パナソニックにとって大きな意味を持つこの買収をなんとしても成功させる。
全社を挙げて取り組んでいく。
71億ドル、およそ8,000億円という巨額を投じたブルーヨンダーの買収です。
サプライチェーン専門のアメリカのソフトウエア会社でDHLやコカ・コーラ、スターバックスなどの欧米の大手企業3,000社を顧客に持ちます。
まさに企業向けビジネスを得意中の得意とする企業なのです。
このブルーヨンダーの買収で新たな成長モデルの構築を目指すパナソニック。
ビジネスモデルを変えなければならない転換点は10年前にありました。
パナソニックの津賀一宏社長(当時)。
残念ながら当社はこの領域で負け組になっていると言わざるを得ない。
2012年、決算会見の席上でトップの口から飛び出したデジタル家電での「負け組」宣言。

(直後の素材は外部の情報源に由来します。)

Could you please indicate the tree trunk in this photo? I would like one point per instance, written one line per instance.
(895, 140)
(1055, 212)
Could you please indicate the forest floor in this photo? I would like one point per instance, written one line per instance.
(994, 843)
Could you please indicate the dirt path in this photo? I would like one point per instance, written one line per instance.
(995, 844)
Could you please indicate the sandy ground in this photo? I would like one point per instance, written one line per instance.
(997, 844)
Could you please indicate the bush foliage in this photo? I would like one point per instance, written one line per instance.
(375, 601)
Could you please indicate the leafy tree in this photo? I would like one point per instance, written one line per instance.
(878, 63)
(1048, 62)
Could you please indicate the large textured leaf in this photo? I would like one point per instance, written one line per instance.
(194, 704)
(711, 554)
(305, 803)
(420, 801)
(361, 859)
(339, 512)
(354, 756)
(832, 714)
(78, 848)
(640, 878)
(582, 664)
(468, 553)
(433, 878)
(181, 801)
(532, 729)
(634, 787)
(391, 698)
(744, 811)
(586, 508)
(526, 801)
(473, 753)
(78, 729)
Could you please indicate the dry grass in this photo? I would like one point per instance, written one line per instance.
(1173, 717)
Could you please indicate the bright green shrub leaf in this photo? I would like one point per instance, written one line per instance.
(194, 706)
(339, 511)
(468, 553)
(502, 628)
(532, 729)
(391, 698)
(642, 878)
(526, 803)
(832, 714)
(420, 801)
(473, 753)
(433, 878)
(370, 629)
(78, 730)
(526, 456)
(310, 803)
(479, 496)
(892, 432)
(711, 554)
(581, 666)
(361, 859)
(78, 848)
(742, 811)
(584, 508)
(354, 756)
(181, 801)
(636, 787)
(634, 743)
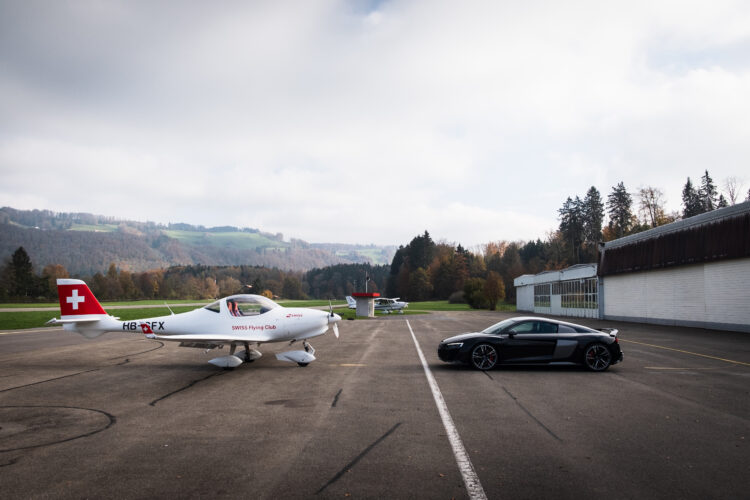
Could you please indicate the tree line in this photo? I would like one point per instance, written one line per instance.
(20, 282)
(582, 220)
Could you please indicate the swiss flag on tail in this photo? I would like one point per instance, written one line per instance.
(76, 299)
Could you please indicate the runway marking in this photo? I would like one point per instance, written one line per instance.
(672, 368)
(471, 480)
(687, 352)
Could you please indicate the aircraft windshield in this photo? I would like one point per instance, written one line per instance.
(249, 305)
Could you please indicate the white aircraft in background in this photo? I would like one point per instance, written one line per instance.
(235, 320)
(382, 304)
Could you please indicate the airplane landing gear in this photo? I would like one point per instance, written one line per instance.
(308, 347)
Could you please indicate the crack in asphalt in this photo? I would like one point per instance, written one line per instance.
(191, 384)
(112, 421)
(359, 457)
(137, 353)
(336, 398)
(49, 380)
(530, 414)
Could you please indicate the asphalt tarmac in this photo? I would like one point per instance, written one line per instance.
(125, 417)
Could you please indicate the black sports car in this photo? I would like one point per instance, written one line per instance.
(529, 340)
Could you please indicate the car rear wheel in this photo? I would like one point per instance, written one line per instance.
(597, 357)
(484, 357)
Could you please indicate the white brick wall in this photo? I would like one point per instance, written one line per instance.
(711, 294)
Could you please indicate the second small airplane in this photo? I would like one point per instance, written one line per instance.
(383, 304)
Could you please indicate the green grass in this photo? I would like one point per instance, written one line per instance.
(243, 241)
(444, 305)
(101, 228)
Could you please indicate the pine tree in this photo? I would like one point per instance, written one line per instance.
(593, 217)
(23, 283)
(572, 226)
(691, 201)
(620, 210)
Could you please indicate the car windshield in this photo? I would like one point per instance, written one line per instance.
(498, 327)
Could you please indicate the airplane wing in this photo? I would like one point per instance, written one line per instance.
(214, 338)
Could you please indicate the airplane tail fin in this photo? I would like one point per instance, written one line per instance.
(79, 309)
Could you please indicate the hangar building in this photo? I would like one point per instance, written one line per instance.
(693, 272)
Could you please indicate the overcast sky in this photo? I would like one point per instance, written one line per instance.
(367, 121)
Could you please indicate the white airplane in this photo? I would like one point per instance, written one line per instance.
(382, 304)
(235, 320)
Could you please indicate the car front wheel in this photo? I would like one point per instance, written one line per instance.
(597, 357)
(484, 357)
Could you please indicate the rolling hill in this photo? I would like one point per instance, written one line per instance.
(86, 244)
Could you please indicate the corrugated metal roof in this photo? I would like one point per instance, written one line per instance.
(680, 225)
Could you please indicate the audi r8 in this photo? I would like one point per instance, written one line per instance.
(530, 340)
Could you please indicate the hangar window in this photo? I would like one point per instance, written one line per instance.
(580, 294)
(542, 295)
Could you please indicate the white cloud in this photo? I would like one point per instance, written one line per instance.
(474, 121)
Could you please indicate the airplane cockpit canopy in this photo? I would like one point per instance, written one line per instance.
(246, 305)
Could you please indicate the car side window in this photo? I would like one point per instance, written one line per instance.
(525, 327)
(545, 327)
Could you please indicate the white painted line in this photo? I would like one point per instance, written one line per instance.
(471, 480)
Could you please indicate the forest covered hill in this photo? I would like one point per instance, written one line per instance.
(86, 244)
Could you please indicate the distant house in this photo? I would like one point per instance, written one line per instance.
(693, 272)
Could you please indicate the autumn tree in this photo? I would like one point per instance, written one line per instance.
(733, 187)
(494, 290)
(51, 273)
(651, 206)
(708, 193)
(691, 201)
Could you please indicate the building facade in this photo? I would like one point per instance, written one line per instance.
(694, 272)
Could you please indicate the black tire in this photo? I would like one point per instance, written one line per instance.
(484, 357)
(597, 357)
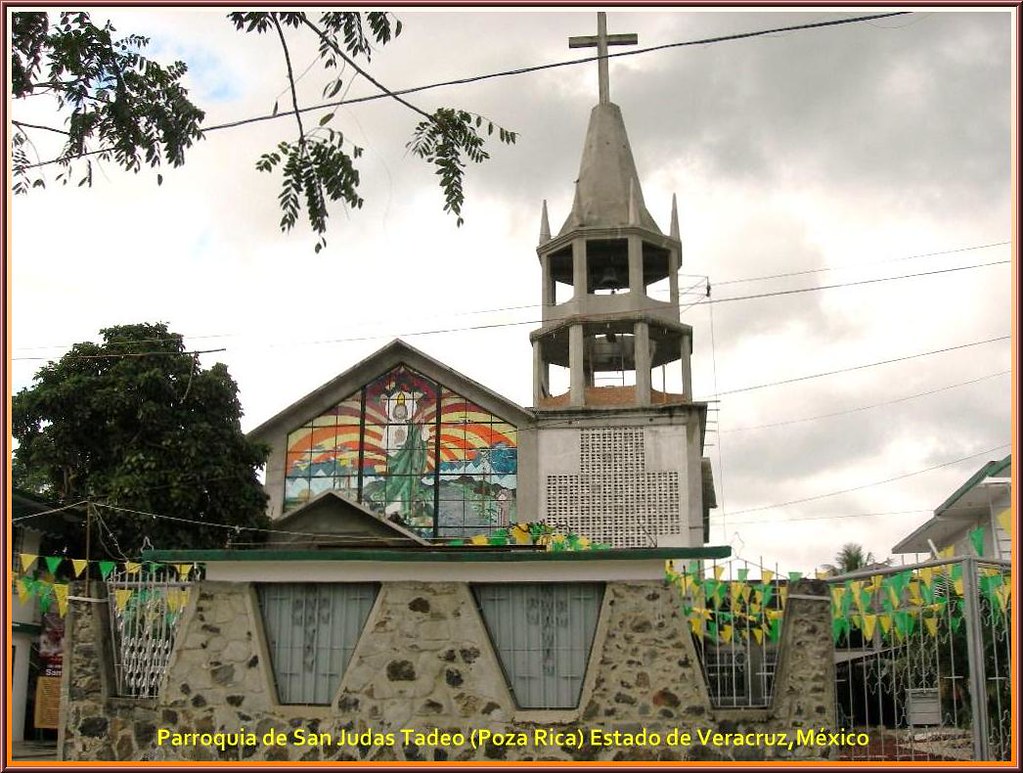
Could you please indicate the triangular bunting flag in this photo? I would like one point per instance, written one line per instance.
(1005, 519)
(121, 597)
(25, 589)
(870, 621)
(60, 593)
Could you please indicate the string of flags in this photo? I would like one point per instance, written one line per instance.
(534, 533)
(47, 589)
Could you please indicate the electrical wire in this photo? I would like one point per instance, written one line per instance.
(397, 94)
(866, 407)
(870, 485)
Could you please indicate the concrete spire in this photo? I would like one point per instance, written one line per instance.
(607, 175)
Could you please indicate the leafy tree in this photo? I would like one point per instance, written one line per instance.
(135, 422)
(850, 558)
(123, 106)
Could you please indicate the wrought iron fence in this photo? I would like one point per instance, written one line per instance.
(922, 660)
(145, 605)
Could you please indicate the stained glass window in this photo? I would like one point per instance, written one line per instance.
(406, 446)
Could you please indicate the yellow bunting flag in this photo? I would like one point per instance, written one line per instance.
(176, 599)
(24, 590)
(121, 597)
(60, 594)
(1005, 519)
(927, 576)
(915, 592)
(870, 621)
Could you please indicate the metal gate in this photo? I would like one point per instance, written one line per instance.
(922, 658)
(145, 605)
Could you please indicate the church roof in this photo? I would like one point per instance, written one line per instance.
(608, 180)
(395, 353)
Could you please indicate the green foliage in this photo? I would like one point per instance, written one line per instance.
(137, 111)
(136, 422)
(107, 92)
(443, 139)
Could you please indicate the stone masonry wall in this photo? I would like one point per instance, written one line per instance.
(424, 664)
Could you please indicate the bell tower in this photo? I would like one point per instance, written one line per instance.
(620, 454)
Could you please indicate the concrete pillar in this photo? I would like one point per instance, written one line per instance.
(686, 366)
(641, 332)
(579, 267)
(635, 266)
(673, 277)
(547, 288)
(539, 373)
(577, 374)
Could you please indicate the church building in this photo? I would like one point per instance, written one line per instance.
(403, 446)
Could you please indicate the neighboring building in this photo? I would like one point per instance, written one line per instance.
(982, 502)
(33, 519)
(610, 457)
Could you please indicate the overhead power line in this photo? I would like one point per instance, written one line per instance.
(862, 366)
(703, 300)
(865, 407)
(397, 94)
(870, 485)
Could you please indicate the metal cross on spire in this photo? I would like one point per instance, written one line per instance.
(602, 40)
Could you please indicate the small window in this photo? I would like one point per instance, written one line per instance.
(542, 633)
(311, 631)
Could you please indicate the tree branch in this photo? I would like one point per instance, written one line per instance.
(327, 41)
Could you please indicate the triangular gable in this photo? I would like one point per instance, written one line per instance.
(395, 353)
(331, 520)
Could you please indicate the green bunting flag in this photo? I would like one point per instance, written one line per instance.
(977, 538)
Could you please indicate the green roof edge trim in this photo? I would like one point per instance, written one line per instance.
(469, 555)
(991, 469)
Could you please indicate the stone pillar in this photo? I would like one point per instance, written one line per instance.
(635, 266)
(577, 375)
(579, 267)
(641, 356)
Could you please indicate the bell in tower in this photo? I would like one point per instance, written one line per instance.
(619, 456)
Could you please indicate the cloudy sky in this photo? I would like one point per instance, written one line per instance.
(824, 156)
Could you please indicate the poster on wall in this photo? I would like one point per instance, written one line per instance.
(50, 669)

主力事業に据えていたプラズマテレビの失敗が原因でした。
2005年~2009年にかけて3つの専用工場を次々と稼働させフル生産体制に。しかし市場では韓国などアジア勢の低価格モデルの攻勢に負けてしまったのです。
以来、パナソニックはテレビの次に来るビジネスモデルを模索していたのです。
今までは強いパナソニックだったが、激しい競争にさらされたときにどういうふうに戦う場所や戦い方を変えるかがカギになってくる。
戦い方をチェンジ
モノづくりを離れて戦い方をどのように変えるのか?
パナソニックの戦略を実際に見ることができる現場を訪ねました。
大阪にあるパナソニックの物流拠点に来ています。ここが今、パナソニックがこれから始めようとしているビジネスの研究拠点になっています。
パナソニックが製造するパソコンや家電製品などの修理部品を集積するパーツセンター。8万アイテム、1,000万個の部品が保管され、常時世界中の消費地に向け出荷されています。
「うまく管理して最適に届けることをやらなければいけない?」
パナソニックのサービスパーツ部、木村雅典部長。
そのためにわれわれはあらゆるものをデータから情報に変えて、それを管理できるシステムを構築している。
自社の倉庫をモデルにして新ビジネスを構築するためのシステム開発を行っているのです。
今日の注文の状況から出荷の状況を画面で確認することができる。
472件の注文が入っている。今現在190件が完了している。
倉庫内の作業状況をデータで可視化したこのシステム。
こちらは1週間分の生産性を表したグラフ。
1件あたりの処理にかかる時間が12月2日と4日は基準時間を上回ってしまったことがひと目で分かります。
生産性が低下する理由を明らかにするための仕組みが現場にあるということで早速見せてもらいました。
天井を見てください。
カメラが40個ほど庫内に設置されている。
天井に加えて台車やフォークリフトにも付けられた数々のセンサーとカメラ。
例えば台車の場合、頭上のカメラでは作業者の動きを記録します。
前方のセンサーでは進行方向を撮影しながら棚に貼られた目印を読み取り、倉庫内の作業者の位置を特定します。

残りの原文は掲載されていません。